We (mostly Jakub, to be accurate) are working to increase review
coverage over the net code-base tweaking the MAINTAINER entries.
Current release - regressions:
- core: harmonize tstats and dstats
- ipv6: fix dst refleaks in rpl, seg6 and ioam6 lwtunnels
- eth: tun: revert fix group permission check
- eth: stmmac: revert "specify hardware capability value when FIFO
size isn't specified"
Previous releases - regressions:
- udp: gso: do not drop small packets when PMTU reduces
- rxrpc: fix race in call state changing vs recvmsg()

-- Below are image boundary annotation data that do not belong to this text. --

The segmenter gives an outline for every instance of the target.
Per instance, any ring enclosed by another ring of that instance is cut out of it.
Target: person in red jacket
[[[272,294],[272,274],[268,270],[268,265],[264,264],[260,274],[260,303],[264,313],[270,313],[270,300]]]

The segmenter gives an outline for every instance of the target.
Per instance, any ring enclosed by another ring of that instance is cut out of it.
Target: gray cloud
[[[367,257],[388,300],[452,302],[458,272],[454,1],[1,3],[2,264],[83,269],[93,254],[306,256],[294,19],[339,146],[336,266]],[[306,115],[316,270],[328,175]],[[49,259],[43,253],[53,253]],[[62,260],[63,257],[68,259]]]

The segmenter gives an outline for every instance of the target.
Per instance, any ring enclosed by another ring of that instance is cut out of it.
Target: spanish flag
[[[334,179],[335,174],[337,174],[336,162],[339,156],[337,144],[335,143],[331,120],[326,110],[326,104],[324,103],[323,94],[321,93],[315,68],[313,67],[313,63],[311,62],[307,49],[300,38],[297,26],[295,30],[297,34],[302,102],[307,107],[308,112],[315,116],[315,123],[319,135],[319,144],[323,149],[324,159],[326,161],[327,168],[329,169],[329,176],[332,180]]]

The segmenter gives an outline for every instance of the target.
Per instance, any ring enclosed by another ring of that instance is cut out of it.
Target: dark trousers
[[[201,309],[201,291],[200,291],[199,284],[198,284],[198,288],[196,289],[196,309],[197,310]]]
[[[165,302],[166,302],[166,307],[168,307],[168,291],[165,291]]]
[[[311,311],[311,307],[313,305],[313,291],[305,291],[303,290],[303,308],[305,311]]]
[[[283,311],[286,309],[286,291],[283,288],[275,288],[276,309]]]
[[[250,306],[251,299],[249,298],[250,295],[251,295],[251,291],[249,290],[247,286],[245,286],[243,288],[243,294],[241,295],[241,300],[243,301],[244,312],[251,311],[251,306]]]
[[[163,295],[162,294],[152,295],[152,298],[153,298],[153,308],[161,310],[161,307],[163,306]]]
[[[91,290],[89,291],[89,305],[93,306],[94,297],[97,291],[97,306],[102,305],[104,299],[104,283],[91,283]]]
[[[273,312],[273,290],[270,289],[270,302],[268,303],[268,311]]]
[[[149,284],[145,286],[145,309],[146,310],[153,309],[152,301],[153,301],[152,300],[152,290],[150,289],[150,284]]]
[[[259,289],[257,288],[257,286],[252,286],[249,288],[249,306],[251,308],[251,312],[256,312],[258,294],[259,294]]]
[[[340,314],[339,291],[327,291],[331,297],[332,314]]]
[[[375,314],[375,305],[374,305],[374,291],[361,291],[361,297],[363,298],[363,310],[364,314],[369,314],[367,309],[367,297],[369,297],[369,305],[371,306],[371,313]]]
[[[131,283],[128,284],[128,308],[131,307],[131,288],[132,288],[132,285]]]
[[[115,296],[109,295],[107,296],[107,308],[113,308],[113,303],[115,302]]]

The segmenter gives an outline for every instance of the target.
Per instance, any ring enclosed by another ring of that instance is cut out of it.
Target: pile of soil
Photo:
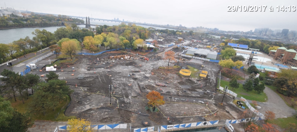
[[[151,91],[156,90],[157,89],[157,88],[151,84],[146,85],[145,86],[145,88]]]

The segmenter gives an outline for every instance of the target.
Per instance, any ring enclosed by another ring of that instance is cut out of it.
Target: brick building
[[[268,55],[283,64],[293,67],[297,66],[297,52],[293,49],[287,49],[285,48],[279,47],[276,50],[271,50]]]

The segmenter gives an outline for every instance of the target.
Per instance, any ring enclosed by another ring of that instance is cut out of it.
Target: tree
[[[15,52],[18,48],[18,46],[15,44],[13,43],[8,44],[7,45],[8,46],[10,55],[10,57],[12,57],[12,54]]]
[[[244,58],[244,57],[241,55],[233,56],[231,57],[231,59],[234,62],[238,61],[243,61],[245,60],[245,58]]]
[[[69,125],[67,128],[67,130],[69,132],[94,131],[91,127],[91,123],[85,119],[71,119],[68,120],[67,123]]]
[[[253,81],[251,80],[248,80],[245,83],[243,84],[243,89],[247,90],[247,91],[251,91],[253,90]]]
[[[61,47],[55,44],[50,46],[49,48],[50,49],[51,51],[52,52],[55,51],[56,54],[56,57],[57,57],[57,58],[58,58],[58,54],[59,54],[60,52],[61,52]]]
[[[269,120],[273,120],[275,118],[275,113],[272,112],[267,110],[265,112],[266,114],[265,114],[265,116],[266,117],[266,122]]]
[[[250,112],[248,110],[246,110],[239,115],[240,118],[241,119],[240,123],[243,126],[245,132],[249,132],[251,131],[248,131],[247,128],[252,123],[252,118],[255,118],[257,115],[256,112]]]
[[[236,54],[236,51],[232,48],[227,48],[225,49],[222,50],[221,51],[221,56],[222,57],[225,59],[228,59]]]
[[[12,107],[9,101],[0,96],[0,131],[26,132],[34,124],[28,113],[21,113]]]
[[[167,65],[168,68],[169,68],[169,63],[170,61],[174,60],[176,61],[174,59],[174,52],[172,51],[168,51],[165,52],[164,59],[168,61],[168,64]]]
[[[94,38],[91,36],[86,36],[85,37],[83,38],[83,45],[86,49],[93,49],[92,50],[94,50],[94,49],[93,49],[94,48],[91,48],[91,47],[94,47],[94,46],[98,44],[98,42],[97,41],[97,39],[94,39]]]
[[[4,69],[1,73],[1,75],[4,77],[0,78],[1,81],[5,84],[5,85],[1,87],[1,88],[4,88],[4,90],[8,94],[12,94],[15,102],[17,101],[17,100],[15,88],[15,87],[18,85],[18,83],[15,81],[17,74],[18,75],[18,73],[16,73],[14,71]]]
[[[275,125],[268,123],[263,124],[263,128],[265,132],[279,132]]]
[[[232,88],[232,89],[233,88],[238,88],[239,87],[239,83],[237,83],[237,80],[235,77],[232,78],[230,81],[229,82],[229,85]]]
[[[6,61],[6,58],[9,54],[8,46],[4,44],[0,44],[0,63]]]
[[[71,59],[75,57],[76,51],[79,49],[79,43],[70,40],[66,41],[62,43],[61,51],[63,53],[70,57]]]
[[[281,72],[277,74],[279,78],[283,77],[289,80],[297,78],[297,71],[293,69],[281,69]]]
[[[257,92],[259,94],[263,92],[264,89],[265,89],[265,84],[264,83],[258,84],[257,86],[254,86],[254,88],[255,91]]]
[[[59,78],[59,75],[56,74],[53,71],[50,71],[48,73],[48,74],[45,75],[46,78],[46,82],[48,82],[50,80],[58,80]]]
[[[148,104],[153,106],[164,104],[165,102],[163,100],[164,98],[160,93],[154,91],[150,92],[146,95],[146,98],[149,100]]]
[[[273,47],[270,47],[269,48],[268,48],[268,51],[270,51],[271,50],[276,50],[277,49],[277,48],[279,48],[279,47],[278,46],[274,46]]]
[[[57,29],[54,33],[56,39],[58,41],[68,37],[70,32],[67,28],[62,27]]]
[[[54,34],[45,29],[42,30],[35,29],[34,32],[32,32],[32,34],[35,36],[33,38],[35,38],[38,42],[41,42],[45,46],[49,46],[57,42],[55,40],[56,38]]]
[[[282,87],[282,90],[285,91],[288,97],[297,95],[297,78],[290,79],[287,84]]]
[[[288,132],[297,132],[297,125],[295,123],[289,123],[288,127],[286,128],[285,130]]]
[[[219,62],[219,65],[223,67],[232,68],[235,66],[235,63],[231,59],[222,60]]]
[[[254,73],[255,74],[259,73],[260,72],[255,65],[252,65],[247,68],[247,71],[250,73]]]
[[[41,81],[40,80],[40,77],[37,74],[27,74],[25,76],[25,79],[26,81],[26,85],[28,86],[27,91],[28,91],[28,88],[31,88],[33,94],[33,88],[32,87],[37,85]]]

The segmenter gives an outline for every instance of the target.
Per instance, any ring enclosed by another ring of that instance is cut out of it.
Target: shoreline
[[[56,25],[56,26],[33,26],[32,27],[14,27],[12,28],[0,28],[0,30],[4,30],[5,29],[15,29],[17,28],[37,28],[37,27],[40,27],[40,28],[44,28],[47,27],[65,27],[65,26],[61,25]]]

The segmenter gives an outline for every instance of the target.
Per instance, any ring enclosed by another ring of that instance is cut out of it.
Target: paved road
[[[221,78],[222,80],[227,80],[228,78],[222,76]],[[230,80],[231,79],[229,79],[228,81]],[[237,81],[241,83],[244,81],[244,80]],[[267,95],[267,101],[266,102],[258,102],[258,105],[262,108],[257,110],[263,114],[265,114],[265,112],[267,110],[272,111],[275,113],[276,118],[291,117],[296,113],[296,111],[294,109],[288,106],[284,100],[274,91],[269,88],[265,87],[264,92]],[[252,103],[252,101],[248,101],[249,102]]]
[[[16,73],[17,73],[18,72],[22,72],[23,71],[24,68],[26,67],[26,64],[30,63],[32,61],[36,59],[39,57],[42,57],[42,56],[45,55],[50,53],[51,52],[51,51],[50,50],[46,51],[45,52],[43,51],[42,54],[41,54],[38,55],[37,55],[36,57],[34,57],[32,58],[27,60],[25,61],[22,62],[22,63],[13,66],[10,70],[14,71]]]
[[[260,112],[265,114],[267,110],[273,112],[275,113],[276,118],[291,117],[296,113],[295,110],[288,106],[274,91],[269,88],[265,87],[264,92],[267,95],[268,100],[266,102],[258,102],[258,105],[262,107],[257,110]]]

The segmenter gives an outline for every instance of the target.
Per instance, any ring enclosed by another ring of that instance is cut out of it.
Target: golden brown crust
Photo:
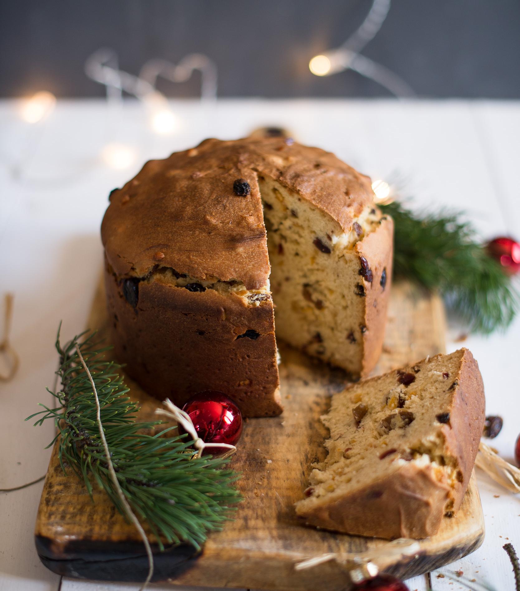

- eth: ice: fix Rx data path for heavy 9k MTU traffic
- eth: vmxnet3: fix tx queue race condition with XDP
Previous releases - always broken:
- sched: pfifo_tail_enqueue: drop new packet when sch->limit == 0
- ethtool: ntuple: fix rss + ring_cookie check
- rxrpc: fix the rxrpc_connection attend queue handling
Misc:
- recognize Kuniyuki Iwashima as a maintainer"
* tag 'net-6.14-rc2' of git://git.kernel.org/pub/scm/linux/kernel/git/netdev/net: (34 commits)
Revert "net: stmmac: Specify hardware capability value when FIFO size isn't specified"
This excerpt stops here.